SAN FRANCISCO — Returns for Barclays Global Investors' enhanced equity business have skyrocketed after the strategies posted staggeringly low returns last year.
Year to date through June 30, all of the firm's Alpha Tilts strategies — worth a combined $110 billion — posted positive returns against their respective benchmarks, landing some of them in the top quartile against their peers, according to data from eVestment Alliance, Marietta, Ga.
The reversal comes after a rocky 2007, where the credit crunch hammered the firm's enhanced portfolios. Several strategies were down more than 500 basis points vs. their respective indexes, and one was down 1,381 basis points against its index. Investors typically expect enhanced strategies to bring in between 100 and 200 basis points of outperformance (Pensions & Investments, Jan. 7).
Officials at BGI credit the turnaround to slight modifications made to the firm's investment process since the end of 2007. These include adding more industry-specific analysis and new valuation metrics, said Russ Koesterich, managing director and head of investment strategy for active equities at BGI.
Still, the earlier poor performance combined with weak equity markets took a toll on assets under management.

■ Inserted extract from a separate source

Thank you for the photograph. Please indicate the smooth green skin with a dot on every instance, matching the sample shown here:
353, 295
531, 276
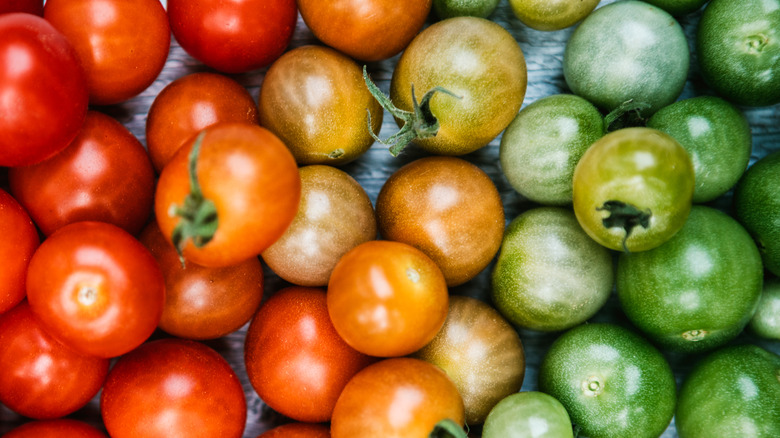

Assets for the firm's largest enhanced strategy, the $32 billion Alpha Tilts Fund, are down 36% for the year ended June 30. Assets for the $18.2 billion Russell 3000 Alpha Tilts Fund were down 33% for the year ,while the $155 million Russell 2000 Growth Alpha Tilts Fund was down 53%. The majority of the drop is the result of market movements, with very little attributed to client outflows, said Mr. Koesterich. He could not provide specific data before press time.